Image: How common are views like this in the galaxy? New work out of the University of Michigan indicates that water in the interstellar medium survives solar system formation and can contribute to the planets that emerge, an opportunity available to all nascent stellar systems.
The researchers studied the question using deuterium, or heavy hydrogen, which is an isotope of hydrogen with a proton and a neutron in the nucleus (ordinary hydrogen has no neutron in the nucleus). On the Earth, deuterium’s abundance is one atom for every 6,420 of hydrogen. This ratio, found not only on Earth but also in comets, is higher than the ratio in the Sun. In fact, deuterium-enriched water should form at temperatures only 10 degrees above absolute zero. Ted Bergin, a University of Michigan astronomer, explains the implication:
“Chemistry tells us that Earth received a contribution of water from some source that was very cold — only tens of degrees above absolute zero, while the Sun being substantially hotter has erased this deuterium, or heavy water, fingerprint.”
Simulating chemical evolution in a planetary disk over a million year period, Cleeves found that the processes at work in the disk were insufficient to make the heavy water that exists throughout the Solar System. Thus the first scenario above is likely — the planetary disk didn’t make all the system’s water but acquired much of it from elsewhere. Deuterium enrichment happens not only under cold temperatures but in the presence of oxygen and ionizing radiation. All of these are found in the interstellar medium, where the radiation is provided by cosmic rays, and deuterium-enriched water has indeed been observed in the ISM.
Like the interstellar medium, the young planetary disk would also offer up radiation, even if the cosmic ray count would drop because of the growing star’s magnetic field and stellar wind. But the process cannot yield heavy water in the amounts needed. From the paper:
With our updated disk ionization model, we can now exclude chemical processes within the disk as an enrichment source term and conclude that the solar nebula accreted and retained some amount of pristine interstellar ices. One potential explanation is that during the formation of the disk, there was an early high temperature episode followed by continued infall from deuterium-enriched interstellar ices.
The numbers that flow out of this work show that 30 to 50% of the water in Earth’s oceans and between 60 to 100% of the water in comets comes from water predating the Sun, arriving as interstellar ices that survived the Solar System’s formation and were incorporated into the various planets and other bodies. The implication is that a fundamental prerequisite for life as we know it is available to all planetary systems in formation. Water is ‘inherited’ from the immediate environment of an emerging planetary system and is therefore widespread elsewhere in the universe, locked up in the ices, gas and dust circling the infant star.

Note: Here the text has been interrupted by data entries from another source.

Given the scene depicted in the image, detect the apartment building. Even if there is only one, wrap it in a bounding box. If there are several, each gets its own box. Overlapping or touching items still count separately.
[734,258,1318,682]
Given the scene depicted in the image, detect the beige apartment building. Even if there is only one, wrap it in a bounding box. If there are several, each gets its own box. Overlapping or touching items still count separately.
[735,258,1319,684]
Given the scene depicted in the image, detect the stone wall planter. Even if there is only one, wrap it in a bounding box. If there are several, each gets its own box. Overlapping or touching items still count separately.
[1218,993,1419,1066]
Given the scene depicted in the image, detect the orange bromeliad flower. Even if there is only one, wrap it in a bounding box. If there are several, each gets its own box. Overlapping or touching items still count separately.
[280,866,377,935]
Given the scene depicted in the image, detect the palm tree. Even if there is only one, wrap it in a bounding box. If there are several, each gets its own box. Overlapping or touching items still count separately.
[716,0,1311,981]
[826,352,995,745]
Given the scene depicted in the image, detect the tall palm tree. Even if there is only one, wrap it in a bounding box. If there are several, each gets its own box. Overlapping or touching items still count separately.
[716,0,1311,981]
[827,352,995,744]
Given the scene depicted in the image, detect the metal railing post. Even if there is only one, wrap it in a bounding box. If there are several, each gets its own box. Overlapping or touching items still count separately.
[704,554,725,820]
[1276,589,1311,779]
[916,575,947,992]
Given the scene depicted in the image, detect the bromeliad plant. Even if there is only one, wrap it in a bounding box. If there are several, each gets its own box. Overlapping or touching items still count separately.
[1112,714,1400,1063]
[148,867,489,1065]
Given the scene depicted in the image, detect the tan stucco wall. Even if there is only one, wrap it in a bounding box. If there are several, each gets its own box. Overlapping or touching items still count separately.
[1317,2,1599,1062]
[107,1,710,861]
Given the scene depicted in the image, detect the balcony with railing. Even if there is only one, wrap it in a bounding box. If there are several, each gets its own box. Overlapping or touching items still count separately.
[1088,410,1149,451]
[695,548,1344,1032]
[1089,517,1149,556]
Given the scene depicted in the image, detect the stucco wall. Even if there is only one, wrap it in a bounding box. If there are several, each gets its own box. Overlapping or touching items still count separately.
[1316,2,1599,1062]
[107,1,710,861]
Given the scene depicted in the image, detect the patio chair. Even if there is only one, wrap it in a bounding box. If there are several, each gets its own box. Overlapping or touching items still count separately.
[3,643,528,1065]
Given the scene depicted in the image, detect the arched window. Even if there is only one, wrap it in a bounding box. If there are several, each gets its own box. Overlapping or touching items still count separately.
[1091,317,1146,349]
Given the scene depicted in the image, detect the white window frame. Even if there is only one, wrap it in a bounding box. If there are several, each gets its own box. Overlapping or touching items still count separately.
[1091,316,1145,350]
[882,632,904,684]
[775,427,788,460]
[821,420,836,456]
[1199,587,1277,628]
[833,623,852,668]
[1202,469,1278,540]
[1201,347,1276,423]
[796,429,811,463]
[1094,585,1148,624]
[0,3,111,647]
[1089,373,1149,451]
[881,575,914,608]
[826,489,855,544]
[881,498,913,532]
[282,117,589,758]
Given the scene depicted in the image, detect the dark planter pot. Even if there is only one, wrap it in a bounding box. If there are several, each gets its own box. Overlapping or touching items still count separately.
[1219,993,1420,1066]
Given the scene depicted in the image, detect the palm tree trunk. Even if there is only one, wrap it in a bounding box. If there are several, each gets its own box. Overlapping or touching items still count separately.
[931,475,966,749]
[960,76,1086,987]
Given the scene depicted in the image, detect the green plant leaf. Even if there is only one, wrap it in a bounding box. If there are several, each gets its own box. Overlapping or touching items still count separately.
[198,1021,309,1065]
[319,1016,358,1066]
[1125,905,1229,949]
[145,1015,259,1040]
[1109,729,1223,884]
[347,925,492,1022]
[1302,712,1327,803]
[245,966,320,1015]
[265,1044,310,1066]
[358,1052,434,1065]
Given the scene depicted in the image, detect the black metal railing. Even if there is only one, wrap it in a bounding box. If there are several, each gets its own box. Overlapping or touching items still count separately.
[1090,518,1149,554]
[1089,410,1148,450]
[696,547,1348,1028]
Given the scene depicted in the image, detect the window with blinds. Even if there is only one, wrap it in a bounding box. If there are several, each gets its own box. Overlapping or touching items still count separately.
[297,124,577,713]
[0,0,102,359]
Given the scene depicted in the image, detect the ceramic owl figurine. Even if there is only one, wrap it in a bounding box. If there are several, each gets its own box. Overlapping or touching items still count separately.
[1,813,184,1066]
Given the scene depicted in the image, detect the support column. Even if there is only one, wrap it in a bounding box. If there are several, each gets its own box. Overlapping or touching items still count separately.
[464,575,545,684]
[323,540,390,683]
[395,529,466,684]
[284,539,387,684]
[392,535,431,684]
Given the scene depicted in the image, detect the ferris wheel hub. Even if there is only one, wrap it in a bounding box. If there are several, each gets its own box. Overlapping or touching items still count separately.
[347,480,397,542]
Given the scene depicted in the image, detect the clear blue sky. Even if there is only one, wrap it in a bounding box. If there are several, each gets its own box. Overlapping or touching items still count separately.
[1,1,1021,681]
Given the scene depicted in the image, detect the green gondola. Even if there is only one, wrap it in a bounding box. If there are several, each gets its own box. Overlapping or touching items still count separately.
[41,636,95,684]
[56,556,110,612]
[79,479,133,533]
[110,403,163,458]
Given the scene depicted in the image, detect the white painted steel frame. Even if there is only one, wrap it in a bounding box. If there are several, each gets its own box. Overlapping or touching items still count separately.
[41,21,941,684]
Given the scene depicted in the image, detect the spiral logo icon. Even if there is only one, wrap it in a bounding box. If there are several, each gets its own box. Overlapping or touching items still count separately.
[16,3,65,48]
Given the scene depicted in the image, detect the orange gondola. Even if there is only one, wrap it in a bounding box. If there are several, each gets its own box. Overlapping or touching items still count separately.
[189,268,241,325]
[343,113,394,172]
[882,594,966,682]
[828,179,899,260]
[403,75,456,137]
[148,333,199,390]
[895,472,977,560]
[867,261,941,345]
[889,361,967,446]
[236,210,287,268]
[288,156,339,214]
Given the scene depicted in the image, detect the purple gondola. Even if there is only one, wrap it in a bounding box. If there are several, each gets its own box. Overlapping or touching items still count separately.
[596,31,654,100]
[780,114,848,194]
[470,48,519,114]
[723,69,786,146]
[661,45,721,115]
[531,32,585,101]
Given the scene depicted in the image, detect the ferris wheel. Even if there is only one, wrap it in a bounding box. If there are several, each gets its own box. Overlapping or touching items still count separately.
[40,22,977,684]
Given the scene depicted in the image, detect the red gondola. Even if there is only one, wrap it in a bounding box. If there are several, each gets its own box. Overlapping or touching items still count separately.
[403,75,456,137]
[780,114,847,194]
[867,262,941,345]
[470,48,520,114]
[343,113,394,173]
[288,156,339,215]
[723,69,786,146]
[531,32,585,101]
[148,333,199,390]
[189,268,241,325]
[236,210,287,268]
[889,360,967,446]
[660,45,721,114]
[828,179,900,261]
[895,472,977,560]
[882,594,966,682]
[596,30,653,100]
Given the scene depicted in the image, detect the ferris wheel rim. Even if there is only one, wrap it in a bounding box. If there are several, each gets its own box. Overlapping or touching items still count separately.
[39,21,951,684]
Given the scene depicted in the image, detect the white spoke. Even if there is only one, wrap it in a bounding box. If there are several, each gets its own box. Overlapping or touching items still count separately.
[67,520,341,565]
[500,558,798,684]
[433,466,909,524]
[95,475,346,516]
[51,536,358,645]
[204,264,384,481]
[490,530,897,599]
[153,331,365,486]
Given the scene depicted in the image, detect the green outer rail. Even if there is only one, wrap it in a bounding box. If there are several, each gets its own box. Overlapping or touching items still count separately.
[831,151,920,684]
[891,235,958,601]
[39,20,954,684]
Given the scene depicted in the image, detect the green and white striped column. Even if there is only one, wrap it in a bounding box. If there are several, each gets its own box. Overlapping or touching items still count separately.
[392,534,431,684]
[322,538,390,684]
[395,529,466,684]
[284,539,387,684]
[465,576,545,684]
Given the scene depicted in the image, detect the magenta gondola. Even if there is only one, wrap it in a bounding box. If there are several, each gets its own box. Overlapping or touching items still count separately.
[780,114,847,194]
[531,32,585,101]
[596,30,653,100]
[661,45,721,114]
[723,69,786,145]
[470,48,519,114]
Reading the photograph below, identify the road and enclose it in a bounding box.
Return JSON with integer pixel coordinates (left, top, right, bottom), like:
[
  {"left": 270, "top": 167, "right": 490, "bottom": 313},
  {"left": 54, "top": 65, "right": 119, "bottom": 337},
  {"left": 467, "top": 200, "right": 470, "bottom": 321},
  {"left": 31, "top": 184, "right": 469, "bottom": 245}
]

The paper is Cleeves et al., “The ancient heritage of water ice in the solar system,” Science Vol. 345, No. 6204 (26 September 2014), 1590-1593 (abstract / preprint). See also Daniel Clery’s summation in the same issue of Science. Clery quotes Karen Willacy (JPL), who places the new study in context:
“This is a very interesting result. We’ve been debating this for years, whether or not the ices have an interstellar heritage”… She says that other groups have tried to model the collapse of clouds in the ISM into planetary systems to see if ice would survive, but “with various results, that don’t always agree,” Willacy says. “This is much more simple approach, just using the chemistry which is well understood.”
This news release from the University of Exeter is also helpful.